Measurement Science Conferece 2009
Tuesday, March 31st, 2009Just last week I attended the Measurement Science Conference (MSC). It was fairly interesting, although many of the engineers and technicians that I know were not in attendance. It may have been the economic times, but I had the impression that the conference had more management than usual.
There was an estimate that I heard that the number of people in the metrology community in the United States was approximately 30,000 people. The number of people involved with measurement, test, instrumentation, verification, and validation is significantly larger than this, yet these 30,000 individuals are absolutely vital for everyone in those fields and for the economy as a whole. A measurement of any kind can not have any value if it is not traceable back to agreed upon standards, and that is what metrology is about.
The main thing I took away from this conference is that the average age of the metrology community is near that of retirement age, and that there is insufficient educational resources and succession planning in place to replace those who will retire soon. Of course LearningMeasure.com is trying to do something about that by creating training material that can be used within existing training programs or as stand alone training.
The same issue exists in the measurement community at large, but not as severe. LearningMeasure.com’s courses clearly are aimed at this community as well.

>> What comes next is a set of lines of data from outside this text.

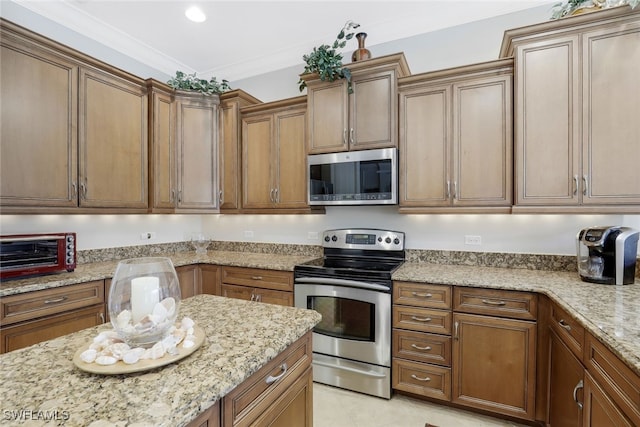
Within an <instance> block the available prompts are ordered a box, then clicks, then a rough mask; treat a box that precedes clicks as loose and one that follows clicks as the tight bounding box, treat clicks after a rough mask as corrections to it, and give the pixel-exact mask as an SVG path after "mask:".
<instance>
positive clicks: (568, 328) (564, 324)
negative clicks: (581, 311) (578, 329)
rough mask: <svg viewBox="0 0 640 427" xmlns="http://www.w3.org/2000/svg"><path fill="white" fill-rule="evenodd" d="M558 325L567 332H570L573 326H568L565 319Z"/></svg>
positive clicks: (569, 325) (559, 321) (560, 319)
mask: <svg viewBox="0 0 640 427" xmlns="http://www.w3.org/2000/svg"><path fill="white" fill-rule="evenodd" d="M558 324H559V325H560V326H561V327H563V328H565V329H566V330H567V331H570V330H571V325H568V324H567V322H565V321H564V319H560V320H559V321H558Z"/></svg>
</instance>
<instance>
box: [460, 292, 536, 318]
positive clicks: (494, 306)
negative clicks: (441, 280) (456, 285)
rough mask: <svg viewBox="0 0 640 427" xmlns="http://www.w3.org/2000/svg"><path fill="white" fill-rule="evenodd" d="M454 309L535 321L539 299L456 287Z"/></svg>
mask: <svg viewBox="0 0 640 427" xmlns="http://www.w3.org/2000/svg"><path fill="white" fill-rule="evenodd" d="M453 309H454V311H459V312H463V313H471V314H486V315H489V316H499V317H509V318H512V319H523V320H535V319H536V317H537V314H538V298H537V295H535V294H530V293H528V292H518V291H503V290H496V289H479V288H464V287H455V288H454V290H453Z"/></svg>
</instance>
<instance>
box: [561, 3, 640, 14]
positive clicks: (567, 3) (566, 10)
mask: <svg viewBox="0 0 640 427" xmlns="http://www.w3.org/2000/svg"><path fill="white" fill-rule="evenodd" d="M624 4H628V5H629V6H631V8H632V9H633V8H635V7H636V6H637V5H639V4H640V0H618V2H617V4H616V6H622V5H624ZM590 6H598V7H605V8H606V7H609V6H608V5H607V2H606V0H566V1H563V2H561V3H556V4H554V5H553V9H552V12H551V19H560V18H564V17H565V16H569V15H571V14H572V13H573V12H574V11H575V10H577V9H580V8H581V7H590Z"/></svg>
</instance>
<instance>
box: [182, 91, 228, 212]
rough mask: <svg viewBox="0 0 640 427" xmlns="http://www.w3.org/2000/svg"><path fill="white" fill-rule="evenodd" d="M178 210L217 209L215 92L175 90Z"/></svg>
mask: <svg viewBox="0 0 640 427" xmlns="http://www.w3.org/2000/svg"><path fill="white" fill-rule="evenodd" d="M175 99H176V145H177V171H178V197H177V209H178V210H183V209H187V210H189V211H203V212H207V211H210V210H212V209H218V207H219V204H218V200H219V199H218V198H219V194H218V107H219V103H220V99H219V97H218V96H217V95H210V96H205V95H201V94H194V93H187V92H182V91H179V92H176V96H175Z"/></svg>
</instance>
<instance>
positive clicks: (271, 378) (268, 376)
mask: <svg viewBox="0 0 640 427" xmlns="http://www.w3.org/2000/svg"><path fill="white" fill-rule="evenodd" d="M280 369H281V370H282V373H281V374H280V375H276V376H275V377H274V376H273V375H269V376H268V377H267V384H273V383H274V382H276V381H278V380H279V379H280V378H282V377H284V374H286V373H287V370H288V369H289V368H288V367H287V364H286V363H283V364H282V365H280Z"/></svg>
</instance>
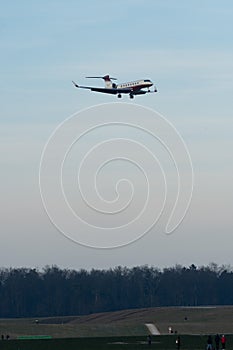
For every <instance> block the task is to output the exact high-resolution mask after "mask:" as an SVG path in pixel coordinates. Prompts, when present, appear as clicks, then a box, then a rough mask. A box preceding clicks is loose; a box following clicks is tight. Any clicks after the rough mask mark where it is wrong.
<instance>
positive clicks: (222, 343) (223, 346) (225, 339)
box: [221, 334, 226, 350]
mask: <svg viewBox="0 0 233 350" xmlns="http://www.w3.org/2000/svg"><path fill="white" fill-rule="evenodd" d="M221 344H222V349H223V350H225V349H226V337H225V335H224V334H223V335H222V336H221Z"/></svg>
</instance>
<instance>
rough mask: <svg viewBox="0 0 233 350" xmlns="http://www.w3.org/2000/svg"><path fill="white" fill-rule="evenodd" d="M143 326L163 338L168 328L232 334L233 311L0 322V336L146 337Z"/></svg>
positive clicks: (27, 318)
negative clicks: (154, 328)
mask: <svg viewBox="0 0 233 350" xmlns="http://www.w3.org/2000/svg"><path fill="white" fill-rule="evenodd" d="M145 323H153V324H155V325H156V327H157V328H158V329H159V331H160V332H161V334H162V335H166V334H167V333H168V327H172V328H173V330H174V331H177V333H179V334H182V335H185V334H186V335H206V334H215V333H224V334H233V307H232V306H227V307H203V308H200V307H197V308H194V307H190V308H188V307H168V308H147V309H133V310H123V311H116V312H108V313H99V314H92V315H87V316H70V317H50V318H49V317H47V318H39V319H38V322H36V318H33V319H31V318H30V319H28V318H22V319H0V334H5V335H6V334H9V335H10V337H11V339H16V338H17V337H19V336H26V335H46V336H51V337H52V338H77V337H79V338H80V337H82V338H85V337H126V336H127V337H129V336H130V337H135V336H142V337H146V335H147V334H148V330H147V328H146V326H145ZM156 339H157V338H156ZM45 341H47V340H45ZM0 344H1V342H0ZM114 349H115V348H114ZM116 350H117V348H116Z"/></svg>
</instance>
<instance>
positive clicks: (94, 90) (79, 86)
mask: <svg viewBox="0 0 233 350" xmlns="http://www.w3.org/2000/svg"><path fill="white" fill-rule="evenodd" d="M86 78H89V79H90V78H91V79H93V78H94V79H96V78H97V79H103V80H104V82H105V87H104V88H99V87H93V86H81V85H78V84H76V83H75V82H74V81H73V84H74V86H75V87H77V88H80V89H89V90H91V91H95V92H102V93H104V94H111V95H117V97H118V98H121V97H122V94H129V97H130V98H134V96H135V95H144V94H147V93H149V92H157V89H156V87H155V88H154V90H153V91H151V90H150V87H151V86H153V85H154V84H153V83H152V81H151V80H149V79H141V80H135V81H131V82H128V83H123V84H116V83H113V82H112V80H117V79H116V78H112V77H110V76H109V75H105V76H103V77H86Z"/></svg>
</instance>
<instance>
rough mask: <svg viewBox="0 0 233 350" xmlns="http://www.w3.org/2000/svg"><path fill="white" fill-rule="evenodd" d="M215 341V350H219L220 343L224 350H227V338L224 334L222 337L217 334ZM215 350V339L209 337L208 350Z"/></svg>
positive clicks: (216, 335) (219, 335)
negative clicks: (214, 348)
mask: <svg viewBox="0 0 233 350" xmlns="http://www.w3.org/2000/svg"><path fill="white" fill-rule="evenodd" d="M214 341H215V350H219V346H220V343H221V346H222V350H225V349H226V337H225V335H224V334H223V335H222V336H221V337H220V335H219V334H216V336H215V337H214ZM213 348H214V347H213V339H212V337H211V335H209V336H208V339H207V350H213Z"/></svg>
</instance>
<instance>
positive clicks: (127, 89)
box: [73, 81, 132, 95]
mask: <svg viewBox="0 0 233 350" xmlns="http://www.w3.org/2000/svg"><path fill="white" fill-rule="evenodd" d="M73 84H74V86H75V87H77V88H80V89H89V90H91V91H95V92H102V93H104V94H112V95H116V94H119V93H130V92H131V91H132V90H131V89H117V88H111V89H108V88H98V87H96V88H95V87H93V86H81V85H78V84H76V83H75V82H74V81H73Z"/></svg>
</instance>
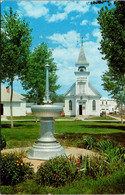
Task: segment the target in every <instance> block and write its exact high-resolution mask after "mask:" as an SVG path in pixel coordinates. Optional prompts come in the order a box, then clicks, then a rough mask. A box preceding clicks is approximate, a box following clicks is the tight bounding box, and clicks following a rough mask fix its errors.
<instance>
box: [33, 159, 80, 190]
mask: <svg viewBox="0 0 125 195" xmlns="http://www.w3.org/2000/svg"><path fill="white" fill-rule="evenodd" d="M83 164H84V162H81V160H80V159H78V160H76V159H75V158H74V157H73V158H71V157H70V158H67V157H66V156H59V157H56V158H52V159H50V160H48V161H46V162H45V163H44V164H41V165H40V166H39V169H38V171H37V173H36V182H37V183H38V184H41V185H43V186H45V185H47V186H53V187H58V186H63V185H65V184H66V183H70V182H72V181H73V180H74V179H76V178H79V177H82V175H83V174H84V168H83V167H84V165H83Z"/></svg>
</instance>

There were a fair number of technical presentations at the conference, and some of them pointed out needs in the community that will lead to future course development here. In particular one example of the things I took away was the need for a course in grounding of measurement systems. I am looking forward to reading the papers for the presentations from sessions I didn’t attend.
I asked if I could take videos of the conference for the podcast, and do interviews on the exhibit floor, but the organizers said not this year, but next year they may allow it, so I will hopefully be back next year and be able to do podcasts from the conference. I did however get a number of people to agree to being interviewed on the podcast this next year, so I am looking forward to that. I met a lot of new people, and generally had a good time at the conference.